Entscheidungsstichwort (Thema)

Grundsicherung für Arbeitsuchende. Leistungen für Auszubildende vor dem 1.4.2011. Unterkunftskostenzuschuss. keine Übernahme von Umzugskosten. Härtefall. Bedarfsunterdeckung. Planwidrige Regelungslücke. Darlehen. Ermessen

 

Leitsatz (amtlich)

§ 22 Abs 7 S 1 SGB 2 (in der vom 1.1.2007 bis zum 27.10.2010 geltenden Fassung) enthält keine Anspruchsgrundlage für die Bewilligung von Umzugskosten.

 

Normenkette

SGB II a.F. § 22 Abs. 1 S. 1, Abs. 3, 6, 7 S. 1, § 7 Abs. 5 S. 1; BAföG § 2 Abs. 1a; BaföG § 12 Abs. 1 Nr. 1; BAföG § 12 Abs. 2-3

 

Tenor

I. Die Berufung der Klägerin gegen das Urteil des Sozialgerichts Chemnitz vom 26. Mai 2011 wird zurückgewiesen.

II. Außergerichtliche Kosten sind nicht zu erstatten.

III. Die Revision wird nicht zugelassen.

 

Tatbestand

Die Klägerin begehrt die Verpflichtung des Beklagten, Umzugskosten in Höhe von 238,00 EUR zu übernehmen.

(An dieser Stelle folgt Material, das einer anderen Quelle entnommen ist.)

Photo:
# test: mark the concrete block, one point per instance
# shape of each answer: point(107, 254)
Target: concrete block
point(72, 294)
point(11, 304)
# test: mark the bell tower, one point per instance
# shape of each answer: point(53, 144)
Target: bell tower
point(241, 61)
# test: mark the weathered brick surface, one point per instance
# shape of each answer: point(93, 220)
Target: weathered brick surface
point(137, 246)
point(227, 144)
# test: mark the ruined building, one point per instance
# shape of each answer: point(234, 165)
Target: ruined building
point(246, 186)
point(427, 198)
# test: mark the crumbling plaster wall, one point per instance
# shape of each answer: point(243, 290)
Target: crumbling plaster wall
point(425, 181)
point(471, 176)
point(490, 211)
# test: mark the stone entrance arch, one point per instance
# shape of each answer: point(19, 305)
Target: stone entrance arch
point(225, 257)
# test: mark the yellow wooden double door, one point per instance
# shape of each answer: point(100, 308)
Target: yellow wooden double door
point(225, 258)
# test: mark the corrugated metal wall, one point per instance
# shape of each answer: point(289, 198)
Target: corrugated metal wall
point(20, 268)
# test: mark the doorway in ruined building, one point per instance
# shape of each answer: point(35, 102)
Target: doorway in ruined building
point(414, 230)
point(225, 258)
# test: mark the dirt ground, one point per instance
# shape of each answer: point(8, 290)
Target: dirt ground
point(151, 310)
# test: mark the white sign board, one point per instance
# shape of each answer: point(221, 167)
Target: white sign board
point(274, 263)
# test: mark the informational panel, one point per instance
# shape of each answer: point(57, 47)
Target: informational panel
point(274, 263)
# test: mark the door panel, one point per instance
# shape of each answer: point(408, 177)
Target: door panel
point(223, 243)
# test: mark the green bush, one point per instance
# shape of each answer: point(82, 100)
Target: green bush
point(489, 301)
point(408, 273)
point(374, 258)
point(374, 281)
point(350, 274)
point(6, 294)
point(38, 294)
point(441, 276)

Die am … 1986 geborene Klägerin nahm am 25. August 2008 eine nach dem Bundesausbildungsförderungsgesetz (BAföG) förderfähige dreijährige Ausbildung auf. Mit Bescheid des Amtes für Ausbildungsförderung des Landkreises S…-N… vom 30. Juli 2009 wurden ihr Leistungen nach dem Bundesausbildungsförderungsgesetz für den Zeitraum August 2009 bis Juli 2010 bewilligt. Daneben bezog die Klägerin einen Zuschuss zu den ungedeckten Kosten ihrer Unterkunft von dem Beklagten.

Am 23. Februar 2010 schlossen die Klägerin und ihr Vermieter vor dem Amtsgericht A… in dem dort anhängigen Mietrechtsstreit wegen Zahlung rückständiger Miete, Räumung und Herausgabe der Wohnung einen Teilvergleich, nach dem die Klägerin ihre Wohnung bis zum 31. März 2010 zu räumen und herauszugeben hatte. Mit Schreiben vom 9. März 2010 teilte der Beklagte der Klägerin auf deren Anfrage vom 7. März 2010 hin mit, nach den von der Klägerin dargelegten Gründen könne der Erforderlichkeit des Umzuges zugestimmt werden. Für die Zusicherung der Kostenübernahme der neuen Unterkunft sei aber noch die Angemessenheit der Aufwendungen für die neue Unterkunft zu prüfen. Sollte nach Vorlage des gewünschten Wohnungsangebotes sich diese im Rahmen der Angemessenheitsgrenzen befinden, könne eine Zusicherung zur Kostenübernahme der neuen Unterkunft erteilt werden.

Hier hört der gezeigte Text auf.